題しらす よみ人しらす/この歌は、ある人のいはく、柿本人まろか歌なり
うめのはなそれともみえすひさかたのあまきるゆきのなへてふれれは (334)
梅花それとも見えず久方の天霧る雪のなべて降れれば
「題知らず 詠み人知らず/この歌は、或人が言うことには、柿本人麻呂の歌である。
梅の花がそれだとも見えない。空がぼうっとする雪が辺り一面に降っているので。」
「(見え)ず」は、打消の助動詞「ず」の終止形。ここで切れる。以下は倒置になっている。「久方の」は、「天霧る」に掛かる枕詞。「(降れ)れば」の「れ」は、存続の助動詞「り」の已然形。「ば」は、接続助詞で原因理由を表す。
梅の花がちらほらと咲き始めた。しかし、今日は雪が降っている。冬に逆戻りである。空は雪雲で覆われ、降る雪でぼうっと霞んでいる。雪は辺り一面に降り積もっている。そのために、せっかく咲いた梅の花なのに、白さが際立たず梅の花だとも見えない。
冬は行きつ戻りつしながら春へと移ろっていく。そんな季節の一場面を切り取った。やっと梅の花が咲いた。それは小さな、けれど、確かな春の兆しである。しかし、たちまち雪によって圧倒される。この歌は、春への期待と失望、そんな思いを表している。「久方の」という枕詞が利いている。雄大な空と地の片隅の小さな梅の対照が際立つ。また、「天霧る雪のなべて降れれば」という凝縮された描写が的確である。柿本人麻呂の歌というのもなるほどと受け入れられる。
コメント
ちらほらと梅がほころび始め、香りに誘われて外の景色を眺めたのでしょうか、そこはまだ鈍色の空、降りしきる雪。雪とも梅とも見分けのつかぬ白の世界。春はまだかとがっかりする一方で、一面の雪景色のほんの片隅にでも春の気配、欠片を見つけられたら、と春への期待を膨らませるのでしょう。行きつ戻りつする季節と心の浮き沈みがリンクします。
梅が咲いたのに、また冬に逆戻り。しかも、それは圧倒的な冬。春は片隅に追いやられてしまいます。
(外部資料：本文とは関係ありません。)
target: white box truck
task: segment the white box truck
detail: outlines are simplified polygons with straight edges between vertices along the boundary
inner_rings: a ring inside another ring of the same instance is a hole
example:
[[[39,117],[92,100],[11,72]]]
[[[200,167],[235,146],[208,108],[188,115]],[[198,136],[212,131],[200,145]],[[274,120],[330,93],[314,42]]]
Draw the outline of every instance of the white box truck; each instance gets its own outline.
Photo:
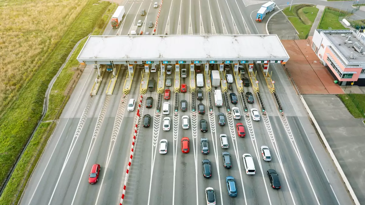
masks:
[[[217,70],[212,70],[211,72],[210,79],[212,81],[212,86],[219,87],[220,84],[220,76],[219,71]]]
[[[196,74],[196,87],[204,87],[204,79],[203,74],[201,73]]]

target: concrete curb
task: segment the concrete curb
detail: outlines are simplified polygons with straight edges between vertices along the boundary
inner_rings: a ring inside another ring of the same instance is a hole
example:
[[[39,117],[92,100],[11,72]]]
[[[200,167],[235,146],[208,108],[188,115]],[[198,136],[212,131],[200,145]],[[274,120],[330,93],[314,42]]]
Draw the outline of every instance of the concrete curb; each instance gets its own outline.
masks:
[[[340,166],[340,164],[339,163],[338,161],[337,161],[337,159],[336,158],[336,156],[335,156],[334,154],[333,154],[333,152],[332,151],[332,150],[331,149],[331,147],[330,146],[330,145],[328,143],[328,142],[327,142],[327,140],[324,137],[324,135],[323,134],[323,133],[322,132],[322,130],[320,129],[320,128],[319,127],[319,126],[318,125],[318,123],[317,123],[317,121],[316,120],[316,119],[315,119],[314,116],[313,116],[313,114],[312,113],[312,112],[309,109],[309,107],[308,107],[308,105],[306,102],[306,100],[304,100],[304,98],[303,98],[303,96],[301,95],[300,96],[300,100],[301,100],[302,103],[303,103],[303,105],[304,105],[304,106],[306,108],[306,110],[307,110],[307,111],[308,113],[308,114],[309,114],[309,116],[310,117],[311,119],[312,119],[312,121],[314,124],[314,126],[315,126],[316,128],[317,129],[317,130],[318,130],[318,133],[319,133],[319,135],[320,136],[321,139],[323,141],[323,143],[324,143],[324,146],[326,146],[326,147],[327,149],[327,151],[328,151],[328,152],[330,154],[330,155],[332,158],[332,160],[335,163],[335,165],[336,165],[336,167],[337,168],[337,170],[338,170],[338,172],[339,173],[343,181],[343,182],[345,182],[345,185],[346,185],[346,187],[347,188],[347,189],[349,191],[349,192],[350,193],[350,195],[351,195],[351,197],[352,197],[353,200],[354,200],[354,202],[356,205],[360,205],[360,202],[359,202],[359,200],[357,199],[357,197],[356,197],[356,196],[355,194],[355,193],[354,192],[354,190],[352,189],[351,185],[350,184],[349,181],[347,180],[347,178],[345,175],[345,173],[343,173],[343,171],[342,170],[342,168],[341,168],[341,166]]]
[[[123,187],[123,192],[122,194],[122,197],[120,198],[120,201],[119,205],[122,205],[123,203],[123,200],[124,199],[124,197],[126,194],[126,189],[127,189],[127,182],[128,181],[128,175],[129,174],[129,169],[131,168],[131,165],[132,164],[132,159],[133,158],[133,153],[134,151],[134,145],[135,145],[136,137],[137,135],[137,128],[138,127],[138,122],[139,120],[139,109],[141,108],[141,105],[142,104],[142,95],[141,96],[141,99],[139,100],[139,104],[138,105],[138,110],[137,110],[137,119],[136,120],[136,124],[134,128],[134,134],[133,134],[133,139],[132,141],[132,146],[131,148],[131,155],[129,157],[129,162],[128,162],[128,165],[127,166],[127,171],[126,171],[126,177],[124,180],[124,185]]]

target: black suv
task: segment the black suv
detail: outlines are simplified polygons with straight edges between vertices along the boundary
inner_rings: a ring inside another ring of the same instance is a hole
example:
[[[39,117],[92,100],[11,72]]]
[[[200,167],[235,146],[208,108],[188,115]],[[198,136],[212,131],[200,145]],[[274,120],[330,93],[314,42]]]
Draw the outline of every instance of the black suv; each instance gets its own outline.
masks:
[[[230,93],[229,96],[231,98],[231,102],[232,104],[237,104],[237,103],[238,102],[237,100],[237,95],[236,95],[235,93]]]
[[[185,100],[182,100],[180,102],[180,107],[181,111],[185,112],[188,110],[188,101]]]
[[[224,114],[222,113],[218,113],[218,123],[221,126],[224,126],[226,125]]]
[[[152,103],[153,102],[153,98],[147,97],[146,100],[146,107],[147,108],[151,108],[152,107]]]
[[[246,92],[246,99],[247,99],[247,102],[249,103],[253,103],[255,102],[253,95],[252,95],[251,92]]]
[[[199,122],[200,124],[200,131],[204,133],[207,131],[208,124],[207,121],[205,119],[201,119]]]
[[[206,178],[210,178],[212,176],[212,168],[209,159],[203,159],[201,162],[203,166],[203,176]]]
[[[199,114],[204,114],[205,113],[205,109],[204,107],[204,104],[202,103],[198,104],[198,110],[199,110]]]
[[[196,98],[198,100],[203,99],[203,91],[201,89],[198,90],[196,93]]]
[[[279,180],[279,175],[276,173],[276,171],[274,169],[270,169],[268,170],[267,173],[273,189],[279,189],[281,188],[281,185],[280,184],[280,180]]]
[[[224,167],[229,169],[232,167],[231,163],[231,155],[228,151],[222,153],[222,158],[223,158],[223,165]]]
[[[151,115],[145,115],[143,116],[143,126],[145,127],[148,127],[150,126],[150,121],[151,121]]]

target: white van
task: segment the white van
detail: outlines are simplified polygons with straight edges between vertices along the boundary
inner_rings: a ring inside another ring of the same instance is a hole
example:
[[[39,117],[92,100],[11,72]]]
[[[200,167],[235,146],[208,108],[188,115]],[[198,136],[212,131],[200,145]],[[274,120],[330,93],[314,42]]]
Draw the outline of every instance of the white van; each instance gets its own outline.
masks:
[[[214,91],[214,101],[215,102],[215,106],[217,107],[222,107],[223,105],[222,92],[220,90]]]
[[[204,87],[204,79],[201,73],[196,74],[196,87]]]
[[[162,114],[168,115],[170,114],[170,103],[167,102],[164,103],[162,105]]]
[[[254,174],[256,172],[255,170],[255,164],[253,163],[253,158],[249,154],[244,154],[242,155],[243,159],[243,165],[247,174]]]

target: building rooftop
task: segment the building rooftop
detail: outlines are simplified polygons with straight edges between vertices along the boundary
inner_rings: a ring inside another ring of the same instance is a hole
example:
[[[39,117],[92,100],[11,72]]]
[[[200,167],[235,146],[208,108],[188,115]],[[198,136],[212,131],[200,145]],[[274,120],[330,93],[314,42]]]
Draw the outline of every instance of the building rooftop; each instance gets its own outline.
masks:
[[[346,64],[365,63],[365,41],[353,30],[341,31],[322,31],[333,44],[330,49]]]
[[[278,60],[289,56],[276,35],[91,36],[79,62]]]

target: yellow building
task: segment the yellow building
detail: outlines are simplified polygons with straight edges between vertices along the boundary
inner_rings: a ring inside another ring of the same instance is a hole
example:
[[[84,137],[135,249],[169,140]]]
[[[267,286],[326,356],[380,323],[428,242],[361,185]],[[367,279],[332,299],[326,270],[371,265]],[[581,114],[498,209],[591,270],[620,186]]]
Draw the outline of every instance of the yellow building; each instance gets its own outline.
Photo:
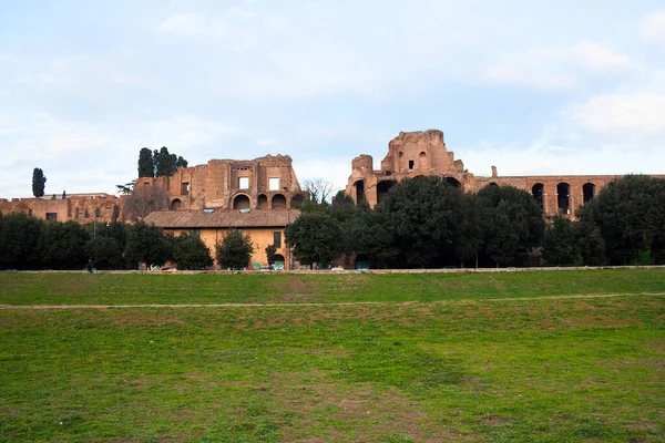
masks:
[[[284,228],[300,215],[298,209],[219,209],[202,210],[156,210],[145,217],[145,223],[154,224],[165,233],[180,235],[187,233],[198,236],[215,257],[215,245],[232,229],[249,235],[254,253],[250,268],[268,266],[266,247],[275,245],[278,261],[276,267],[293,269],[294,260],[286,247]]]

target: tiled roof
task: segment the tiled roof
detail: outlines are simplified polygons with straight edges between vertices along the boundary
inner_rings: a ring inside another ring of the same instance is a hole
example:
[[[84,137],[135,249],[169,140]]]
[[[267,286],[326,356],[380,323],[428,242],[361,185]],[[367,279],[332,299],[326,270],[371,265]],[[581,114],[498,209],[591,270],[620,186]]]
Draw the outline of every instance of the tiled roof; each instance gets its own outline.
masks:
[[[241,213],[238,209],[215,209],[213,213],[155,210],[145,217],[145,223],[162,228],[282,227],[294,222],[299,215],[298,209],[252,209],[248,213]]]

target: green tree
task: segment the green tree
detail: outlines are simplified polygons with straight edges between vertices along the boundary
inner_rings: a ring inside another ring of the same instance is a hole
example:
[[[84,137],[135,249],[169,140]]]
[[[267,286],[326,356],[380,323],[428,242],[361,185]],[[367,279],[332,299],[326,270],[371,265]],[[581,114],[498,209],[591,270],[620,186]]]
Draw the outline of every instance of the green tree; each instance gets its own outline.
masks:
[[[44,196],[44,187],[47,185],[47,177],[44,176],[44,172],[35,167],[32,171],[32,195],[37,198],[41,198]]]
[[[327,212],[303,213],[285,229],[286,244],[303,265],[325,267],[341,251],[341,229]]]
[[[198,237],[185,233],[175,237],[173,260],[178,269],[205,269],[214,265],[211,250]]]
[[[92,259],[96,269],[120,269],[122,250],[113,237],[98,236],[85,244],[85,255]]]
[[[80,269],[88,261],[89,235],[76,222],[47,223],[41,231],[39,251],[50,269]]]
[[[551,266],[577,266],[582,262],[573,222],[559,216],[545,228],[543,259]]]
[[[132,268],[139,264],[162,266],[173,257],[173,245],[158,227],[137,222],[127,229],[124,256]]]
[[[2,217],[0,230],[0,268],[35,269],[41,267],[39,239],[44,223],[24,213]]]
[[[215,245],[215,257],[222,269],[246,269],[252,259],[252,238],[233,229]]]
[[[484,254],[494,262],[509,265],[519,251],[541,245],[545,225],[531,194],[512,186],[485,186],[478,198]]]

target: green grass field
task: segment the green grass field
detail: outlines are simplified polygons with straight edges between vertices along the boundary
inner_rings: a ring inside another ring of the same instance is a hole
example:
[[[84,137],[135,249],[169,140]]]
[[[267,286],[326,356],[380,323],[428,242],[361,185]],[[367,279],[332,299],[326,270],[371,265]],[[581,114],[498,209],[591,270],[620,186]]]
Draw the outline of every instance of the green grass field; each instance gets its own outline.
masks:
[[[237,305],[72,307],[142,303]],[[662,268],[0,274],[0,305],[34,305],[0,309],[0,441],[665,440]]]

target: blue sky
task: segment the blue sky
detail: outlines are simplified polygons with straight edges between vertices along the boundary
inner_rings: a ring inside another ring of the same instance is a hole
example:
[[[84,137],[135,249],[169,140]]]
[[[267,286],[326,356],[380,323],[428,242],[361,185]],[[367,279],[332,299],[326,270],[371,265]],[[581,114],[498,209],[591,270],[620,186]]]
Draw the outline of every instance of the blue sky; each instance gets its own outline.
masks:
[[[428,128],[475,175],[664,174],[665,6],[0,0],[0,197],[113,193],[143,146],[342,188]]]

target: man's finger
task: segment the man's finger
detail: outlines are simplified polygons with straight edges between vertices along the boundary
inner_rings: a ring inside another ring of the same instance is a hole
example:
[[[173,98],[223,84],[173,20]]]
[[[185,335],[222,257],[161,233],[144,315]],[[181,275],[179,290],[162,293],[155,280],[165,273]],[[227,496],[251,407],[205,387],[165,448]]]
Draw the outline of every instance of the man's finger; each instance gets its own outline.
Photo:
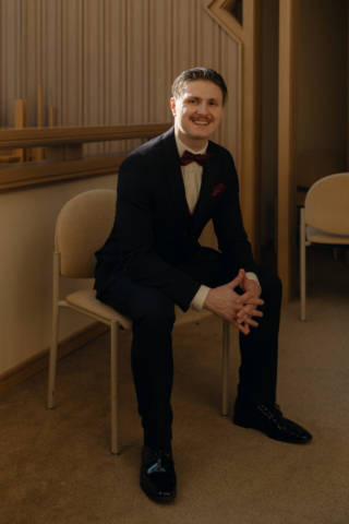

その様子と思いとが伝わってきますね。
梅の開花の頃はまだ真冬ですよね。寒さに辟易している時、梅の花が咲き始めると、確実に春が近づいていることを感じてほっと力が抜けます。でも三寒四温で、季節は行ったり戻ったり。
梅の花の白が雪の白に隠れてしまって、まるで折角やってきた春が、再び勢いを増した冬に隠れてしまったかのよう。
広い空の下に小さな小さな梅。精いっぱいの春の叫びのように感じます。
梅の開花の頃はもう真冬ではありません。梅の開花に待ち望んでいた春の訪れを感じます。ところが、ようやく春が来たと思ったら、また冬に逆戻り。梅の花は、春は、どこに行ったのだという気持ちにあります。共感できますね。